Well, we’re just getting started, and we’re confident that Year Three will be one to remember.
If there’s one thing the second year accomplished, it’s building the foundation for what comes next. The infrastructure, flexibility, and integrations we’ve added over the past twelve months make it possible to scale FluentBoards in ways the first release simply couldn’t support.
And that journey begins with FluentBoards 2.0.

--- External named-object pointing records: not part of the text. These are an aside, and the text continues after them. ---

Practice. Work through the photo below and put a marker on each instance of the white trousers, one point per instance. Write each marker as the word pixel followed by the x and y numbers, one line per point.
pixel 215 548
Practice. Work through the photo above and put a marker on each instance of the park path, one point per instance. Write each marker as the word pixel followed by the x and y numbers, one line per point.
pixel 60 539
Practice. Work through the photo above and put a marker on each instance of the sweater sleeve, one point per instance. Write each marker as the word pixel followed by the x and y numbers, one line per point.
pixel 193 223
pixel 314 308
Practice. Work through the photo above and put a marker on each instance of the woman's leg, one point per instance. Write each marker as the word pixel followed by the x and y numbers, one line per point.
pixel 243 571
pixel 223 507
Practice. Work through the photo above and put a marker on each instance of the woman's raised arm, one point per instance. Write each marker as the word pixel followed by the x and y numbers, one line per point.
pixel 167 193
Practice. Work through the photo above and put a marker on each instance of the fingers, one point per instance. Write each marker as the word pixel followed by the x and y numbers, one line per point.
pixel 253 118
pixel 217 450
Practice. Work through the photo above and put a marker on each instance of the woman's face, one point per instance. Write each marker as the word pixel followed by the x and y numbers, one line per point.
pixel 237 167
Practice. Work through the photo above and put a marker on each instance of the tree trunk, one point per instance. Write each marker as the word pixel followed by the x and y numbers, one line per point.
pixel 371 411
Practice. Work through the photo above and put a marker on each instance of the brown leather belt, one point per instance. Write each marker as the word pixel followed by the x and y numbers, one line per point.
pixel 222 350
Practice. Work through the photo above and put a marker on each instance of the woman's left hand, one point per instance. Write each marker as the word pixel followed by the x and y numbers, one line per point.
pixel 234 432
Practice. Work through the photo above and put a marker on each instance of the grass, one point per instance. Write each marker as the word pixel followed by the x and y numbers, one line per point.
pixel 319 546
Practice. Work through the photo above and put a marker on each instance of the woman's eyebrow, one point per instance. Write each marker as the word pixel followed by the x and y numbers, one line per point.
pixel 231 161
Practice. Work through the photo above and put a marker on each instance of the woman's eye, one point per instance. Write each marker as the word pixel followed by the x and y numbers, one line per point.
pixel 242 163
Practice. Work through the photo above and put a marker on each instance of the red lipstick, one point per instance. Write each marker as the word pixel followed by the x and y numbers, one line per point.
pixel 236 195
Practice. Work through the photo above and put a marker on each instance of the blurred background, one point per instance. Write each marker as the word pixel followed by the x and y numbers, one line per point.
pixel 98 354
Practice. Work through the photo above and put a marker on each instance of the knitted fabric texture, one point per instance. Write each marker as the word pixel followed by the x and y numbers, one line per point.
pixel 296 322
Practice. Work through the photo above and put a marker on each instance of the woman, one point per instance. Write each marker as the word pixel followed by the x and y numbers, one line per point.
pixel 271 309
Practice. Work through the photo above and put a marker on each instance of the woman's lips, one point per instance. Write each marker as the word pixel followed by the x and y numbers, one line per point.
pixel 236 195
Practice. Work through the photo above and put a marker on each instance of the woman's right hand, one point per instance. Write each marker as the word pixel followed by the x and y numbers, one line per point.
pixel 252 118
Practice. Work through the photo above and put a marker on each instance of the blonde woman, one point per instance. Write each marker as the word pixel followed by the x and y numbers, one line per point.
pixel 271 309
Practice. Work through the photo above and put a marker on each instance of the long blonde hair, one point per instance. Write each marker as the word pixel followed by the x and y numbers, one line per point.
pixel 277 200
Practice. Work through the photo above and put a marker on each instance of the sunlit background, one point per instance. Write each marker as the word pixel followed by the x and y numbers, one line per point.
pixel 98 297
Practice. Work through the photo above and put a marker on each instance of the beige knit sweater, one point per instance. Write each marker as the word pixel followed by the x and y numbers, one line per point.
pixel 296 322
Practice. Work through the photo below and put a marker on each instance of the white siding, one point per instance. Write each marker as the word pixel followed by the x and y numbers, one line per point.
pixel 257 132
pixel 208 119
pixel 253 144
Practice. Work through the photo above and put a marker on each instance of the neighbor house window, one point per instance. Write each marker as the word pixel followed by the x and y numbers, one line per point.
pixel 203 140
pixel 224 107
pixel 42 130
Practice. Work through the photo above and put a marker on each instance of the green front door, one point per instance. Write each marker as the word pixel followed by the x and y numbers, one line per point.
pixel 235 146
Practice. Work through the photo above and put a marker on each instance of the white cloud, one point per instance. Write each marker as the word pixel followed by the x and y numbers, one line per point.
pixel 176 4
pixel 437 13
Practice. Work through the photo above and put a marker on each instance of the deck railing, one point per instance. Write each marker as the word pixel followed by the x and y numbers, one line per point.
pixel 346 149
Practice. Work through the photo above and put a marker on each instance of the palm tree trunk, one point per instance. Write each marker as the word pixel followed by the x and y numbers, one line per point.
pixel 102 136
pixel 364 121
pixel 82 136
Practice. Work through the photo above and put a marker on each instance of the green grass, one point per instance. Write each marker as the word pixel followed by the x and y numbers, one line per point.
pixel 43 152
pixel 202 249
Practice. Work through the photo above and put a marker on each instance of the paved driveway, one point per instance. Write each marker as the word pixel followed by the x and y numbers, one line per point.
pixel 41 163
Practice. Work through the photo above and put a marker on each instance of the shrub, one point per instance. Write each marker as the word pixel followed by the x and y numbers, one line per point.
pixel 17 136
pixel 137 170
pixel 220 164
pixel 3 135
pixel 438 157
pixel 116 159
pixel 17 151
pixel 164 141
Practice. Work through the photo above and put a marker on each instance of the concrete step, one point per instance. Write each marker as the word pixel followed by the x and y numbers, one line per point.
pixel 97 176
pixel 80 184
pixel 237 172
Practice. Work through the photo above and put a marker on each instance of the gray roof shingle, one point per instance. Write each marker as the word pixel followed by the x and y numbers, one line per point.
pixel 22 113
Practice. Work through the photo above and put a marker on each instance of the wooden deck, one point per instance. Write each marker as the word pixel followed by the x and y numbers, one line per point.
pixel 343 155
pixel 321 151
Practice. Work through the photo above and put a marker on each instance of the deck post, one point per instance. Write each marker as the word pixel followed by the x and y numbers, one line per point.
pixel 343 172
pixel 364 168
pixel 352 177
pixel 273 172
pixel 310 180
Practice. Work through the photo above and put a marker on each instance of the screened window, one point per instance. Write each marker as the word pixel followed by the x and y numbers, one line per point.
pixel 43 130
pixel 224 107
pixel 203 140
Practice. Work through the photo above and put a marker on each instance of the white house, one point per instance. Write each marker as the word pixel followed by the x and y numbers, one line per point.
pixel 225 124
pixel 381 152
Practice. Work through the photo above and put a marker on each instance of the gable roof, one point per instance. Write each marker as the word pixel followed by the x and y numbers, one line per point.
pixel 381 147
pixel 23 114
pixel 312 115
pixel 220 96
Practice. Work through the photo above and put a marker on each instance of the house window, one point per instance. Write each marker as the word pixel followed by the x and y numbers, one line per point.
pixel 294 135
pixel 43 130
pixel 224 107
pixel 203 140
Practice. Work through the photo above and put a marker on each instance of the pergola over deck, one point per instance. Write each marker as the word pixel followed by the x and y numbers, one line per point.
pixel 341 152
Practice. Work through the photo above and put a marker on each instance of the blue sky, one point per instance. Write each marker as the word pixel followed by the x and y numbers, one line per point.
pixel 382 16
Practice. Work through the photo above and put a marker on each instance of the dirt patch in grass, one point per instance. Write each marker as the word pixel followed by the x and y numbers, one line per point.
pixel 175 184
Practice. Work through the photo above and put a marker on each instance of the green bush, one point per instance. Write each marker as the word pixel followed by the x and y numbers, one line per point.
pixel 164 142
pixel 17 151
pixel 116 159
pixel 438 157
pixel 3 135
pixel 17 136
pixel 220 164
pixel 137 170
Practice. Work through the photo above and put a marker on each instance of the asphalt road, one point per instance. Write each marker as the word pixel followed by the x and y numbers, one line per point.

FluentBoards 2.0 will focus on the workflows teams encounter when they outgrow basic task management, helping them manage projects at scale without adding unnecessary complexity. Some of the planned improvements include:
- Pre-built Board Templates
- Automated Board Creation via FluentCRM
- Improved Trello Import via API
- UI/UX Enhancements
- AI-Powered Project Management Capabilities
Beyond FluentBoards 2.0, we’ll be working on advanced reporting, deeper integrations across the Fluent ecosystem, and many more improvements that are already taking shape behind the scenes.
Year three is going to be an exciting ride. And we’d love to have you with us.
Just as you’ve always been, whether as a supporter, a critic, or someone cheering us on from the sidelines.
Let’s go!
Let’s redefine project management with FluentBoards!